Di Claudio Carrer, tratto da Area

La Commissione degli Stati sferra un nuovo attacco ai diritti pensionistici delle donne. I sindacati lanciano un appello: 300.000 firme in una settimana.

«Lo sapeva che ancora oggi le donne ricevono un terzo in meno di rendita di vecchiaia rispetto agli uomini? Sono le donne ad assumersi gran parte del lavoro di accudimento, di cura e assistenza, ma questo lavoro non viene praticamente preso in considerazione nel calcolo delle rendite. Pur lavorando una vita intera, spesso le donne arrivano alla pensione con rendite insufficienti. È vergognoso!».

Si apre così, con un interrogativo sarcastico, con un’amara constatazione e con parole di rabbia, l’Appello urgente che centinaia di migliaia di donne e di uomini stanno trasmettendo in questi giorni ai 46 Consiglieri agli Stati, affacendati con la riforma dell’AVS, nell’ambito del progetto cosiddetto Avs 21.Un appello, che in pochi giorni ha già ottenuto quasi 310mila sottoscrizioni, a fare «marcia indietro» rispetto alle recenti decisioni della sua Commissione della sicurezza sociale e della sanità che vanno a colpire pesantemente le donne.

Oltre a confermare l’innalzamento da 64 a 65 anni della loro età pensionabile, che da solo comporta la perdita di ben 1.200 franchi all’anno, la commissione ha ulteriormente indebolito le (già largamente insufficienti) misure di compensazione previste dal progetto del Consiglio federale a favore della generazione che raggiungerà l’età della pensione negli anni successivi all’entrata in vigore della riforma (prevedibilmente nel 2024): in particolare con una riduzione del periodo transitorio da 9 a 6 anni e portando a 63 anni (contro i 62 proposti dal Governo) l’età a partire dalla quale può essere riscossa la pensione anticipata. Pensione anticipata che peraltro comporta una sostanziale diminuzione della rendita.

«Se la cosa non fosse così grave, si potrebbe parlare di farsa», commenta in una presa di posizione l’Unione sindacale svizzera (Uss), definendo «surreali», «indecenti» e «un’ammissione di disprezzo in materia di politica di uguaglianza» le modifiche proposte dalla Commissione degli Stati e dalla sua maggioranza di destra. Con questo modello le donne, in particolare quelle con i redditi più bassi, subiscono infatti una triplice penalizzazione: l’età ordinaria di pensionamento viene aumentata da 64 a 65 anni, la pensione anticipata è prevista al più presto dai 63 anni (oggi 62) e le rendite subiscono un’erosione. Una prospettiva inaccettabile tenuto conto che i salari delle donne (e di riflesso le loro rendite pensionistiche) sono già più bassi di quelli degli uomini. È insomma una riforma dell’Avs interamente a spese delle donne quella che sta prendendo forma al Consiglio degli Stati, il cui plenum ne dibatterà nella sessione primaverile che si apre il 1° marzo prossimo.
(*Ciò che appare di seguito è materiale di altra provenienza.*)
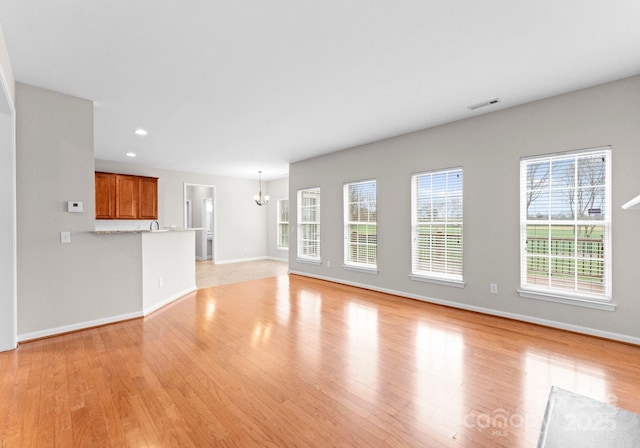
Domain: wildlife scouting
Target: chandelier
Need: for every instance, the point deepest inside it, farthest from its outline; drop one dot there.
(259, 198)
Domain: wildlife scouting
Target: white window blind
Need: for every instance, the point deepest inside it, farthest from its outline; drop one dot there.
(283, 224)
(565, 217)
(360, 224)
(436, 224)
(309, 224)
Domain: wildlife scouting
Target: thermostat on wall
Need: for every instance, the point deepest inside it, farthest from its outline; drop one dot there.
(74, 207)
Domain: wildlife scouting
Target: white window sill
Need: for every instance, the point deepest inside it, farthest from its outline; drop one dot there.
(367, 270)
(309, 260)
(567, 300)
(438, 281)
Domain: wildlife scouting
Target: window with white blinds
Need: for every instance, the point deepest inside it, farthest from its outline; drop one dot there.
(360, 225)
(283, 224)
(436, 225)
(309, 224)
(565, 217)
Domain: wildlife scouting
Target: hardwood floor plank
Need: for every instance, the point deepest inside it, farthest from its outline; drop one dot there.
(293, 361)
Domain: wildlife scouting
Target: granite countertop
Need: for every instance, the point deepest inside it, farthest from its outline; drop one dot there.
(127, 231)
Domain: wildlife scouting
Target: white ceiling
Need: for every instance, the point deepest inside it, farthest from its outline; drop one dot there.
(233, 87)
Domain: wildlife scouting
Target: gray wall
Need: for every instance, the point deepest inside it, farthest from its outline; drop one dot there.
(277, 189)
(489, 148)
(92, 278)
(7, 203)
(237, 235)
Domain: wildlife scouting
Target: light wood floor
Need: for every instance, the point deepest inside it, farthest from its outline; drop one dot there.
(292, 361)
(209, 274)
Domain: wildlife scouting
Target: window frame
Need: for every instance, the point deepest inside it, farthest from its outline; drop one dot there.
(302, 224)
(434, 276)
(281, 222)
(348, 262)
(573, 296)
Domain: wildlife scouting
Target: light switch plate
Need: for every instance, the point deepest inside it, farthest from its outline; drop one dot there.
(74, 207)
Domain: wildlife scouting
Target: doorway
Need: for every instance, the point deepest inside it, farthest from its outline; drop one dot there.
(199, 212)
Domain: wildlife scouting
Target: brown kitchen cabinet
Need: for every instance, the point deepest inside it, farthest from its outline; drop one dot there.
(123, 196)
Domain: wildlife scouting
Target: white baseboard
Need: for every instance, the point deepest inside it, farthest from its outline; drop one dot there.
(284, 260)
(534, 320)
(168, 300)
(78, 326)
(105, 321)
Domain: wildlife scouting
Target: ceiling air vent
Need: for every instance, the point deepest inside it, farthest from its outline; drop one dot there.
(484, 104)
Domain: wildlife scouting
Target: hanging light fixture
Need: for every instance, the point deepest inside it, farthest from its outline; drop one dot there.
(259, 198)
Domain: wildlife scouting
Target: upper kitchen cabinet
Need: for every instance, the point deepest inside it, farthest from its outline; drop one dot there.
(121, 196)
(105, 196)
(148, 198)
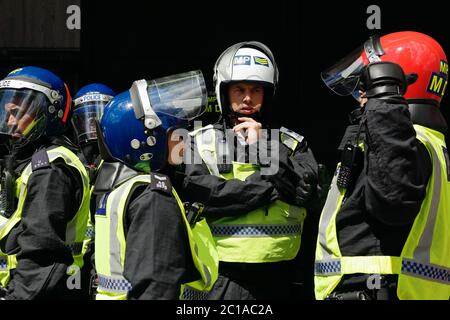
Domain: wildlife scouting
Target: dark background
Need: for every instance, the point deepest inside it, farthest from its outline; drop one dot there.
(120, 42)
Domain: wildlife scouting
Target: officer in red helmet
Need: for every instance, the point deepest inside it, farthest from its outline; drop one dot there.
(383, 232)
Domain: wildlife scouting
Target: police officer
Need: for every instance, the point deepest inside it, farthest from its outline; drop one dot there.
(89, 103)
(383, 233)
(253, 183)
(146, 245)
(44, 189)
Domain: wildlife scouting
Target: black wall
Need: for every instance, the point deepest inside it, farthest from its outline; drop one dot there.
(124, 42)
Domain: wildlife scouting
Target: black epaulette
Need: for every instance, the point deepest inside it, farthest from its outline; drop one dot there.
(40, 160)
(291, 139)
(160, 182)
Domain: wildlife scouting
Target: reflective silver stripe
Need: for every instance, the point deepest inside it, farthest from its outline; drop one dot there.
(3, 263)
(190, 293)
(328, 210)
(259, 230)
(207, 275)
(422, 251)
(90, 232)
(114, 284)
(114, 242)
(75, 247)
(3, 222)
(327, 267)
(426, 271)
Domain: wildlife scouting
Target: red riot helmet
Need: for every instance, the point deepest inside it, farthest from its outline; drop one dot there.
(421, 57)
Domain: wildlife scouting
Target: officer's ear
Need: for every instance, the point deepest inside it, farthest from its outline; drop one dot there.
(102, 147)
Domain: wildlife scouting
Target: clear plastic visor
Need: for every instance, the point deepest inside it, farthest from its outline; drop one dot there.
(183, 96)
(343, 77)
(20, 111)
(83, 120)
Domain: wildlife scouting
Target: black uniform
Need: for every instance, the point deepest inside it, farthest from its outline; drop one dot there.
(158, 258)
(294, 183)
(54, 195)
(379, 209)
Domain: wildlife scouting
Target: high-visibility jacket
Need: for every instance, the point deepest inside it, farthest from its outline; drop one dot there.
(110, 246)
(75, 229)
(267, 234)
(423, 267)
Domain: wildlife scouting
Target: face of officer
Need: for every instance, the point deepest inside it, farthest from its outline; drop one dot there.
(246, 98)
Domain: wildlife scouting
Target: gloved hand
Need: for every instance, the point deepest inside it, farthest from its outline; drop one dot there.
(383, 80)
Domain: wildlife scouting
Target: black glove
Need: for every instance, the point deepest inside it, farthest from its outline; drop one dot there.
(306, 187)
(383, 80)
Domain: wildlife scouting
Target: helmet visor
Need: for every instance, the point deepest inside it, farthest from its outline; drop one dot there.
(21, 112)
(343, 77)
(83, 120)
(182, 96)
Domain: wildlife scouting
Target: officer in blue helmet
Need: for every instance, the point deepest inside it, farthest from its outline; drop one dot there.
(89, 103)
(146, 245)
(44, 188)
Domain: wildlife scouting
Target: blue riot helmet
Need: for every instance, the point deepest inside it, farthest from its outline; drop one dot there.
(34, 102)
(136, 123)
(89, 103)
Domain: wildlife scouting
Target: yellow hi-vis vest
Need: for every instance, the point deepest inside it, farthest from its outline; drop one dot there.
(423, 267)
(90, 229)
(110, 246)
(75, 229)
(267, 234)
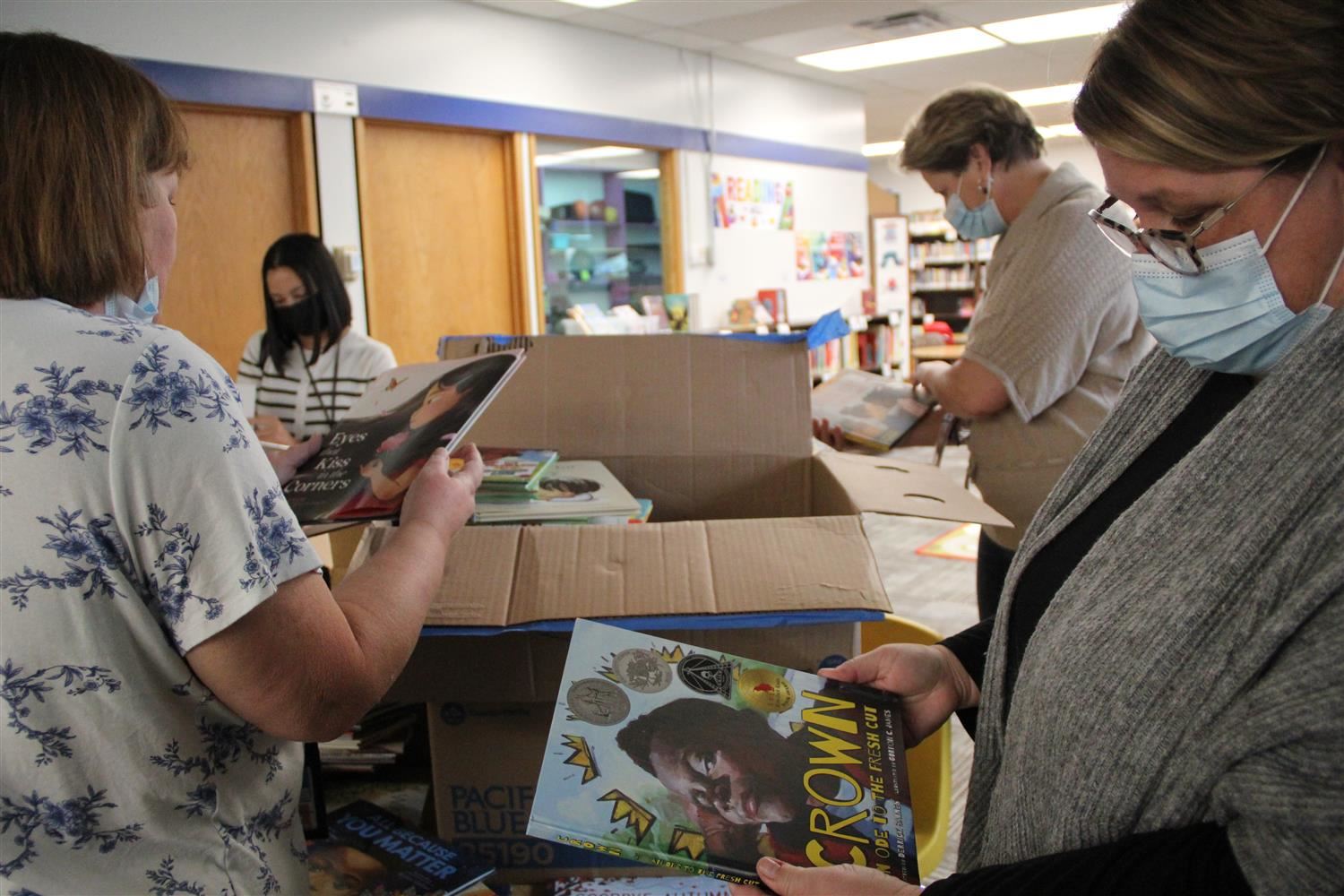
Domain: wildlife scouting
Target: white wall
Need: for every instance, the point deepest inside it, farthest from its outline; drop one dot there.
(461, 50)
(916, 195)
(726, 263)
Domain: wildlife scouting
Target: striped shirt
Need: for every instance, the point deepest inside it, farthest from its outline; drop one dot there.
(292, 397)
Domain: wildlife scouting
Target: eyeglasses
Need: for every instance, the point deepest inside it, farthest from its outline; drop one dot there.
(1172, 247)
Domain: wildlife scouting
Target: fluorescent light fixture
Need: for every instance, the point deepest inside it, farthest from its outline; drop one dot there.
(889, 148)
(597, 4)
(1050, 132)
(890, 53)
(602, 152)
(1055, 26)
(1047, 96)
(580, 155)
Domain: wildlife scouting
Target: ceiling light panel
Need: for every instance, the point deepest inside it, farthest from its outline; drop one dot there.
(1056, 26)
(597, 4)
(1047, 96)
(890, 53)
(889, 148)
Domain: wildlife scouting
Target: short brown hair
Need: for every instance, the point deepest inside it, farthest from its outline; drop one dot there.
(1234, 83)
(80, 134)
(941, 136)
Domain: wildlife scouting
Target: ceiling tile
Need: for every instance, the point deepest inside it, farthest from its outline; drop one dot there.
(607, 21)
(687, 13)
(540, 8)
(685, 39)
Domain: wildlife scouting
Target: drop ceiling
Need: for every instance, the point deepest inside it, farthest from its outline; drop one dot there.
(769, 34)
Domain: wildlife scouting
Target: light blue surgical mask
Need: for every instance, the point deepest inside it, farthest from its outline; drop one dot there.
(139, 311)
(980, 222)
(1231, 317)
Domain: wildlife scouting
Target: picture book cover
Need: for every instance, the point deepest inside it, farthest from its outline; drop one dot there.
(572, 489)
(368, 461)
(698, 761)
(871, 410)
(510, 469)
(371, 852)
È in vista di questo appuntamento che è stato lanciato l’appello sindacale, con cui si segnala l’indisponibilità delle donne a farsi carico del risanamento dei conti dell’Avs e si invitano i senatori a riparare all’«affronto» fatto dalla Commissione. Le rivendicazioni sono chiare: per garantire la sicurezza economica al termine della vita lavorativa le rendite delle donne vanno aumentate e non diminuite e l’età di pensionamento non va innalzata perché le donne subiscono discriminazioni durante tutta la vita professionale. Insomma, l’Avs va rafforzata, non smantellata, gridano gli oltre 310.000 firmatari dell’Appello, che se messi in fila uno accanto all’altro andrebbero a formare una catena umana più lunga della distanza tra Davos e Ginevra. Presto sapremo se i senatori avranno saputo ascoltare.